François de La Rochefoucauld

ous le soleil estival, ils arpentent les routes du sud ouest de la France. Ils rythment leurs journées entre océan, vagues, jeux de plage et visites architecturales. Elle leur a concocté un programme au poil. “Une maison de vacances de Le Corbusier pas loin.
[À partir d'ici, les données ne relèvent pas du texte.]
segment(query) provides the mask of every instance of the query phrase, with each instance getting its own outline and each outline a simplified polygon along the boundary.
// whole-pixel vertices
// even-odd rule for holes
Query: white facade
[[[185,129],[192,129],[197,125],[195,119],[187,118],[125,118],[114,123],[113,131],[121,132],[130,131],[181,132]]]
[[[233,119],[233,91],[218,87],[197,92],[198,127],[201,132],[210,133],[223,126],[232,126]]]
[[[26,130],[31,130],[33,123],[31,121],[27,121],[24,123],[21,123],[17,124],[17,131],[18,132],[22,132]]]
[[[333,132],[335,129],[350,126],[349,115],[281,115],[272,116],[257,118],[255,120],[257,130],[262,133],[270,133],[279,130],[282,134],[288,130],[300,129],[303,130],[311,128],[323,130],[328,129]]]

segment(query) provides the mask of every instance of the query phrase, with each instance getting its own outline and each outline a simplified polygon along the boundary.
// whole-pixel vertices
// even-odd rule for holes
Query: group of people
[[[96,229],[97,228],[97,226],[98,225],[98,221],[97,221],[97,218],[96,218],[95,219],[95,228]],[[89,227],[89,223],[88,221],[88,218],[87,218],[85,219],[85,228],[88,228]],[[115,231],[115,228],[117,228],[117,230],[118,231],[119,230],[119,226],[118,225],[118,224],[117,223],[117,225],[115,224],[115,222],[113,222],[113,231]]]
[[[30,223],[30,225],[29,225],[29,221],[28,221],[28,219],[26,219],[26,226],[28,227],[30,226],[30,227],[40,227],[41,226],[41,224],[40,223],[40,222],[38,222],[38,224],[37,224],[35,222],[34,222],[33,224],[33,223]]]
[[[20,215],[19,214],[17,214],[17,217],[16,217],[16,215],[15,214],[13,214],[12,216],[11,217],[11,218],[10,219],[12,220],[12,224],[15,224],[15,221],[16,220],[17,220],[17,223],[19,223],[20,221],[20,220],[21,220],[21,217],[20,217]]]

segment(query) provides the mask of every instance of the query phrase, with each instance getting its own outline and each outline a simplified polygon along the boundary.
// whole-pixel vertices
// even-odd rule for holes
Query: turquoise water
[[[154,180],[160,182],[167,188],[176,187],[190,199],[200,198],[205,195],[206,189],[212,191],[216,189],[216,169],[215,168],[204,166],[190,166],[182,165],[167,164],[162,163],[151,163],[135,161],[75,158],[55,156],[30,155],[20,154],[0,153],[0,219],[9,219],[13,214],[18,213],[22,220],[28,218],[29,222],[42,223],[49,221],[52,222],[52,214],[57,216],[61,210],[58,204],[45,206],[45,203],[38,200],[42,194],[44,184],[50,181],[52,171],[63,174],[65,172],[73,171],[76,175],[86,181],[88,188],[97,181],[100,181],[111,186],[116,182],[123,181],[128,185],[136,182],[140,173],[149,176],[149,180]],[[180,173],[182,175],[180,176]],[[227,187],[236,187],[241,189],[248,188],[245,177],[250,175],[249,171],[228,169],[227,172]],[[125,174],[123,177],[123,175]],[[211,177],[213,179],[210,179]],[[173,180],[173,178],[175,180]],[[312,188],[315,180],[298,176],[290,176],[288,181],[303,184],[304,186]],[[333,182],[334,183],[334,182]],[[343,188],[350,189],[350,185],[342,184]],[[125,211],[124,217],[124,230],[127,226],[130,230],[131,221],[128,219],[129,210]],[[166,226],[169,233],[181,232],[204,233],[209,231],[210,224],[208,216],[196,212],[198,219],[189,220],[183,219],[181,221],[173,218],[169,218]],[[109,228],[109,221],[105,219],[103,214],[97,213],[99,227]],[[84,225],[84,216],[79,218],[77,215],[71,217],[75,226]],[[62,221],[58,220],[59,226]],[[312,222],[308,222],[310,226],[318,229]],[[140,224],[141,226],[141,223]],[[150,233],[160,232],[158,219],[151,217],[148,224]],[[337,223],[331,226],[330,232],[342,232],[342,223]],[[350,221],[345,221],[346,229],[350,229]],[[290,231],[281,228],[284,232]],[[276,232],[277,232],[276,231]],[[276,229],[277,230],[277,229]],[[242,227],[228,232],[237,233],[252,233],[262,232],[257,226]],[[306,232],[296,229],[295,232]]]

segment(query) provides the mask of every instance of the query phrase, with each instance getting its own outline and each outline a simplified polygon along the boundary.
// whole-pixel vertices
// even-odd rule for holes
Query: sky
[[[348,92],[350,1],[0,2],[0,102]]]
On y fait un tour ?”. Ni une, ni deux : ils montent dans le combi Vw à la recherche de la villa Le Sextant. Une fois trouvée, ils descendent, s’en approchent, l’appréhendent sous toutes ses coutures, ou presque.

Tous distinguent le mur de pierre en ‘L’ avec son prémice de fenêtre en longeur, les stores abaissés de la cuisine et du séjour, le même mur en ‘L’ symétrique dans lequel se loge la terrasse.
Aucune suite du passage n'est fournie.